Strong is the Seed (also known as The Farrer Story) is a 1949 Australian drama film, about the life of agronomist and plant breeder William Farrer.

==Synopsis==
English agriculture scientist William Farrer, on a health trip to Australia, advises his friends (Ossie Wenban, Queenie Ashton) to invest money in wheat farming. In a hotel in Queanbeyan, Farrer hears that rust is playing havoc with farmers' crops, and his friends, who were ruined, have both just committed suicide. Searching for a cure for rust, Farrer meets Nina De Salis, daughter of a politician. They fall in love and get married, though her father strongly disapproves.
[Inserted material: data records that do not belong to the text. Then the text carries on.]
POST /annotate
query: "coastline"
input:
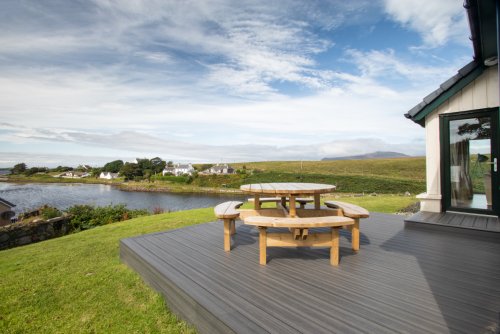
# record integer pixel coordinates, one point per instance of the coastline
(132, 186)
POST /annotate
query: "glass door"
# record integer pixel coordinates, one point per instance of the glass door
(469, 166)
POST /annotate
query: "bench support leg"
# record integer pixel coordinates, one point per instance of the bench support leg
(355, 235)
(283, 202)
(256, 202)
(227, 234)
(293, 210)
(334, 250)
(317, 201)
(233, 226)
(262, 245)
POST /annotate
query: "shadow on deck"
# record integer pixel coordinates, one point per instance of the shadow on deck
(402, 280)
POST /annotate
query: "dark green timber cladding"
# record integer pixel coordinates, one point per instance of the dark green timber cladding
(404, 279)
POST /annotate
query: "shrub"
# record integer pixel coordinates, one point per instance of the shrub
(158, 210)
(48, 212)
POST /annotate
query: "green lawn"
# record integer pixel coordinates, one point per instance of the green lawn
(77, 284)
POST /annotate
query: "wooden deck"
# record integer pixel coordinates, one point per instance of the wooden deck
(403, 280)
(459, 221)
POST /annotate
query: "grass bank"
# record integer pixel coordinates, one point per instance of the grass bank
(76, 284)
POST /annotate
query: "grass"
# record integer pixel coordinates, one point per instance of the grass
(77, 284)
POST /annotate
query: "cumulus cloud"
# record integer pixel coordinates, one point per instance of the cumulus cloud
(135, 144)
(436, 21)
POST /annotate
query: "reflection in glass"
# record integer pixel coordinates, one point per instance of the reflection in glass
(470, 171)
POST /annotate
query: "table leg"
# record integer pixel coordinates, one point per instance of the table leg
(283, 201)
(256, 202)
(355, 235)
(334, 250)
(262, 245)
(227, 235)
(293, 209)
(317, 201)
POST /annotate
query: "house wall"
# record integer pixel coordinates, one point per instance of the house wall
(4, 208)
(479, 94)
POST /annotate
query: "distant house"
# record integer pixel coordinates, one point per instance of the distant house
(219, 169)
(108, 175)
(461, 121)
(6, 213)
(179, 169)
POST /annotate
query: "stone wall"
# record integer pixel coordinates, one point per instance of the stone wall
(19, 234)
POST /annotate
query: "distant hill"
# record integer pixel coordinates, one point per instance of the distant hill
(374, 155)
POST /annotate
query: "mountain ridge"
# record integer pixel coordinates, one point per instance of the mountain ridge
(373, 155)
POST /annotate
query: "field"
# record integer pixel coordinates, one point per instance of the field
(398, 168)
(385, 176)
(381, 176)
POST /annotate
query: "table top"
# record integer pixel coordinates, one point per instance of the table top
(288, 188)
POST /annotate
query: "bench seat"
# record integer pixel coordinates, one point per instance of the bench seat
(299, 236)
(352, 211)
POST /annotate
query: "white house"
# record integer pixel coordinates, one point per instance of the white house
(219, 169)
(179, 169)
(108, 175)
(461, 121)
(74, 175)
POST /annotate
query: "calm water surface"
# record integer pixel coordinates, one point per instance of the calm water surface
(33, 195)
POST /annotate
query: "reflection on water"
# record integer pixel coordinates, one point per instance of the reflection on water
(62, 196)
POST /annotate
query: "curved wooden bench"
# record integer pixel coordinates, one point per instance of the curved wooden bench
(300, 236)
(228, 213)
(352, 211)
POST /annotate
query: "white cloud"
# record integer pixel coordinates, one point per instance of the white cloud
(436, 21)
(197, 80)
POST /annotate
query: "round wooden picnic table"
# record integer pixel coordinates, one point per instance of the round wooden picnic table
(290, 190)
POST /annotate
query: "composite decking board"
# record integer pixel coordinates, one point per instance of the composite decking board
(204, 298)
(342, 295)
(209, 277)
(178, 301)
(464, 282)
(394, 275)
(457, 220)
(293, 288)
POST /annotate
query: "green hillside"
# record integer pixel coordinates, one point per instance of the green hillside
(399, 168)
(77, 284)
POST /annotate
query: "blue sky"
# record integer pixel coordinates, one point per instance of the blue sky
(210, 81)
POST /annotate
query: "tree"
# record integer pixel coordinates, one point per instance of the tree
(19, 168)
(130, 170)
(113, 166)
(157, 165)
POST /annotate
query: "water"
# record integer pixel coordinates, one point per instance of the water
(33, 195)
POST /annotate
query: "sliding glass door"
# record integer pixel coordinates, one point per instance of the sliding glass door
(469, 161)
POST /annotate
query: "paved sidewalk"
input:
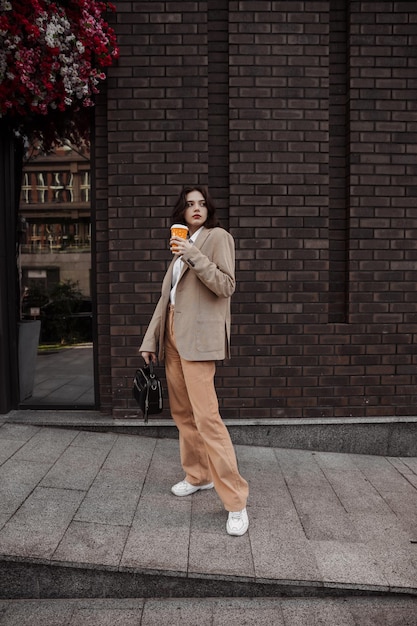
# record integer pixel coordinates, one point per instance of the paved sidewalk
(211, 612)
(92, 513)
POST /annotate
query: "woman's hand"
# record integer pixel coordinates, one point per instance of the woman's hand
(149, 356)
(179, 246)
Nina and Farrer cross strains of strong wheat at an experimental farm. Farrer is encouraged by government scientist Dr. Guthrie. However farmers plot to burn his farm and millers will not grind new strains of wheat from Farrer for flour. Farrer keeps at his work and inherits money from relatives in England. He is finally recognised for his achievements, hands over his work to his young assistant (Eric Wright), and soon afterwards he collapses and dies in his office.

== Cast ==
- Guy Doleman as William Farrer
- Marie Marsden as Nina de Salis
- Lloyd Lamble as Dr Guthrie
- Ossie Wenban
- Queenie Ashton
- Enid Lorimer

==The Golden Legacy==
Helen Bousfield wrote a radio play about the life of William Farrer, The Golden Legacy.

==Production==
In 1947 a prospectus was issued for the Arthur Collins Film Corporation, seeking to raise finance to make a film of this play. The company also announced intentions to make three more films a year.

The film was shot in and around Bathurst, New South Wales and Minto, New South Wales and in a studio at the Sydney Showground from November 1947, with shooting taking six weeks. Henry Krips composed the music.

==Reception==
The film was intended to be released in July 1948 at the same time as a stamp commemorating Farrer. However, although post-production had been completed by June, reactions at previews indicated the film was not up to standard for commercial release – director Harry Watt, then in Australia making Eureka Stockade (1949), saw it and called the film "the all-time low in horrible amateurism".

Several scenes were deleted, new ones shot, and a new soundtrack and music score added. The film still failed to find distribution and the production company released the film themselves by hiring a theatre in Adelaide in March 1949. Box office receipts and reviews were poor, although it did achieve release in the UK in a much shortened version.

The film was re-released in Australia in 1952, greatly shortened, as The Farrer Story.